7. Even though the Respondents have not filed any counter affidavit in the writ petition, a counter affidavit was filed by the 2nd Respondent in the writ appeal basically contending that the petitioner was not entitled to get the reliefs sought for since the proceedings under Sec. 143(1)(a) were concluded and therefore there are no circumstances available in order to re-open the same and consider the request made by the petitioner for cancellation of the intimation and to refund the amount paid for the aforesaid assessment years. It was also contended that the option accepted by the 1st appellant under the VDI Scheme cannot be re-opened under any circumstances since Secs. 69 and 70 of the Finance Act, 1997 prohibited refund of any amount paid under the said Scheme.

8. During the pendency of the writ petition, the petitioner namely Annamma Ouseph died and consequently the appellants herein were impleaded as additional petitioners as per the order dated 06.03.2006 in I.A. No. 2198 of 2006.

9. Heard the learned counsel for the appellants and the learned Senior Standing Counsel appearing for the respondents, Income Tax Department.

10. The learned Single Judge after evaluating the facts and circumstances of the case and the law involved in the subject matter, had arrived at a finding that the appellants are not entitled to get any reliefs sought for since the proceedings pursuant to the returns filed were completed under Sec. 143 (1)(a) of the Act by the 1st Respondent. So also the learned Single Judge held that since the 1st appellant has paid the amount under the VDI Scheme, it cannot be reopened in view of the prohibition contained under Secs.69 and 70 of the Finance Act, 1997 and therefore the petitioners were not entitled to get the reliefs sought for.

11. We have gone through the pleadings in the writ petition, writ appeal and attendant documents and the counter affidavit filed by the 2nd Respondent.

12. Learned counsel for the appellants contended that tax paid by late Annamma Ouseph for the assessment years 1994-1995 and 1995-1996 in view of the tax paid by the 1st appellant under the VDI Scheme, covering the said period also, was liable to be refunded, since it amounted to double taxation against the aforesaid assessment years, which was not contemplated under the Income Tax laws.

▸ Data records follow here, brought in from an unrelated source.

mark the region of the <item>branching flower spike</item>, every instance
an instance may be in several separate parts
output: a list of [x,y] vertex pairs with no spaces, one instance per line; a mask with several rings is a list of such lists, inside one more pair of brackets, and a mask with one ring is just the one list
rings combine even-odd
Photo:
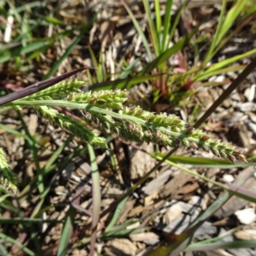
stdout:
[[[104,138],[86,127],[84,120],[60,113],[54,106],[80,109],[87,122],[115,133],[127,141],[152,142],[172,147],[181,146],[194,150],[201,148],[233,163],[246,162],[243,149],[220,140],[209,138],[175,116],[156,115],[140,107],[124,108],[128,92],[115,90],[83,92],[79,87],[83,82],[70,80],[3,106],[32,107],[42,117],[55,125],[67,129],[94,147],[107,148]],[[9,190],[17,191],[17,179],[0,151],[0,182]]]

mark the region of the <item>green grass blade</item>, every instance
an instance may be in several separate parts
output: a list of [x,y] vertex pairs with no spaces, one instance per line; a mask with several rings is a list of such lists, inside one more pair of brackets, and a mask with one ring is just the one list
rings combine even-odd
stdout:
[[18,247],[21,250],[22,250],[28,255],[29,255],[29,256],[35,256],[36,255],[36,254],[33,252],[32,252],[31,250],[29,250],[28,247],[25,246],[24,244],[19,243],[18,241],[13,239],[13,238],[10,237],[10,236],[4,235],[3,233],[0,233],[0,238],[3,239],[6,243],[10,243],[13,244],[15,244],[17,247]]
[[[156,56],[159,56],[159,35],[157,35],[157,32],[156,29],[156,26],[153,22],[153,16],[152,13],[151,13],[150,10],[150,6],[149,6],[149,3],[148,0],[143,0],[143,4],[144,4],[144,8],[146,12],[146,15],[147,17],[147,22],[148,23],[148,26],[149,26],[149,30],[150,30],[150,35],[152,36],[152,42],[154,46],[154,49],[155,50],[155,54]],[[156,1],[156,2],[158,2],[157,1]],[[158,4],[155,5],[156,7],[156,10],[157,11],[157,6],[159,8],[159,3]],[[159,11],[158,11],[158,13],[156,13],[156,15],[158,14],[158,17],[157,17],[157,20],[159,19],[161,19],[160,13]],[[159,22],[159,20],[158,20]],[[158,24],[158,26],[159,24]],[[157,29],[159,29],[159,28],[157,28]],[[160,28],[161,30],[161,28]]]
[[60,240],[60,244],[58,248],[57,256],[67,255],[69,239],[73,234],[73,223],[76,215],[76,210],[70,206],[67,212],[66,220],[62,230],[61,237]]
[[51,77],[57,72],[60,65],[61,64],[61,63],[63,63],[63,60],[70,54],[74,48],[81,41],[82,38],[84,36],[84,33],[88,30],[88,26],[87,24],[81,28],[79,35],[76,38],[74,42],[65,49],[64,54],[60,57],[60,58],[54,63],[49,73],[44,77],[44,80]]
[[12,58],[18,57],[35,51],[39,51],[42,48],[45,48],[46,45],[50,47],[52,44],[53,41],[45,39],[44,40],[32,42],[26,47],[20,46],[15,49],[12,49],[0,56],[0,63],[8,61]]
[[137,76],[132,78],[108,81],[106,82],[92,84],[89,86],[88,90],[92,91],[115,89],[129,90],[135,84],[157,77],[159,76],[159,75]]
[[200,81],[204,79],[205,78],[208,77],[209,76],[211,76],[214,72],[216,72],[220,68],[222,68],[225,67],[227,67],[236,61],[241,60],[244,58],[251,56],[252,55],[256,53],[256,49],[253,49],[251,51],[249,51],[245,53],[243,53],[241,54],[239,54],[235,56],[232,58],[229,58],[228,59],[224,60],[220,62],[218,62],[216,64],[212,65],[206,70],[205,70],[202,74],[199,74],[198,76],[196,76],[195,78],[195,81]]
[[169,0],[166,1],[166,6],[165,6],[164,19],[163,24],[163,39],[161,46],[161,53],[163,52],[168,47],[168,42],[169,39],[168,36],[169,35],[169,29],[171,26],[171,17],[172,17],[172,9],[173,6],[173,0]]
[[126,4],[124,0],[120,0],[120,1],[123,4],[125,8],[129,15],[130,15],[131,19],[138,33],[139,33],[140,36],[141,38],[142,42],[143,42],[143,44],[144,44],[145,48],[146,49],[147,53],[148,56],[149,60],[150,61],[152,61],[153,60],[153,56],[151,53],[150,47],[148,40],[146,38],[146,36],[144,34],[143,31],[141,29],[141,25],[138,22],[136,19],[135,18],[135,16],[133,15],[132,12],[131,12],[130,8],[128,7],[127,4]]
[[237,1],[233,7],[228,11],[224,22],[222,22],[221,20],[220,20],[221,25],[220,26],[220,30],[216,33],[216,38],[214,45],[214,48],[220,44],[220,41],[233,25],[237,17],[241,13],[246,2],[247,0]]
[[90,241],[90,255],[93,256],[95,252],[95,244],[97,239],[97,228],[99,223],[100,212],[100,184],[98,165],[96,163],[96,157],[93,147],[88,145],[90,159],[92,166],[92,235]]
[[205,243],[195,243],[189,244],[184,251],[184,252],[195,252],[195,251],[209,251],[218,249],[239,249],[255,248],[256,240],[245,240],[245,241],[234,241],[232,242],[215,242],[207,243],[207,240],[204,241]]
[[[155,158],[158,157],[163,157],[164,154],[162,153],[151,153],[150,155]],[[205,157],[189,157],[182,156],[172,156],[168,158],[172,162],[175,163],[181,163],[184,164],[193,164],[194,166],[204,166],[207,168],[221,168],[223,169],[230,169],[232,168],[245,168],[248,166],[254,166],[256,163],[237,163],[233,164],[228,161],[205,158]]]
[[181,7],[179,9],[179,12],[175,15],[175,19],[174,20],[173,24],[172,25],[171,27],[171,30],[170,31],[170,35],[169,35],[169,40],[168,44],[166,45],[166,48],[168,45],[169,45],[170,42],[172,40],[173,36],[174,36],[174,32],[176,29],[176,28],[179,24],[179,21],[180,20],[181,13],[182,13],[182,11],[184,10],[185,6],[187,5],[188,3],[189,2],[189,0],[186,0],[183,3]]
[[198,28],[195,28],[191,33],[189,33],[189,34],[180,39],[171,48],[161,54],[158,57],[148,64],[141,72],[140,72],[138,76],[142,76],[149,73],[154,68],[158,67],[160,64],[167,61],[172,55],[178,52],[189,42],[190,39],[195,34]]
[[205,67],[207,63],[211,60],[212,57],[212,52],[214,51],[214,49],[216,47],[217,38],[218,37],[218,34],[220,33],[220,31],[221,29],[225,11],[226,10],[226,6],[227,6],[227,0],[223,0],[222,2],[221,10],[219,16],[219,20],[218,23],[217,29],[214,35],[212,43],[211,44],[211,45],[207,51],[207,52],[203,61],[202,67]]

13. According to us, so far as tax paid by late Annamma Ouseph is concerned, it was on the basis of the compensation amount received by her under the Land Acquisition proceedings after the death of the original awardee which she was liable to pay for the aforesaid assessment years. Therefore, so far as the payment of tax for the said assessment years are concerned, the same were in accordance with law and did not require any correction in terms of Sec. 143 (1)(a) of the Act. We also appreciated the fact that subsequent payment of the tax amount under the VDI Scheme by the 1st appellant, s/o late Annamma Ouseph was as per the scheme launched by the Income Tax Department and at that point of time, if he was cautious enough, he should have restricted the payment to the balance amount after deducting the payment made by late Annamma Ouseph for the assessment years 1994-1995 and 1995-1996. Circumstances being so, late Annamma Ouseph could not have sought reopening of the proceedings finalized under Sec. 143(1)(a) of the Income Tax Act, invoking Sec. 264 of the Act. We are of the considered opinion that there is no illegality or legal infirmity in the judgment warranting our interference.

Appeal fails and accordingly same is dismissed.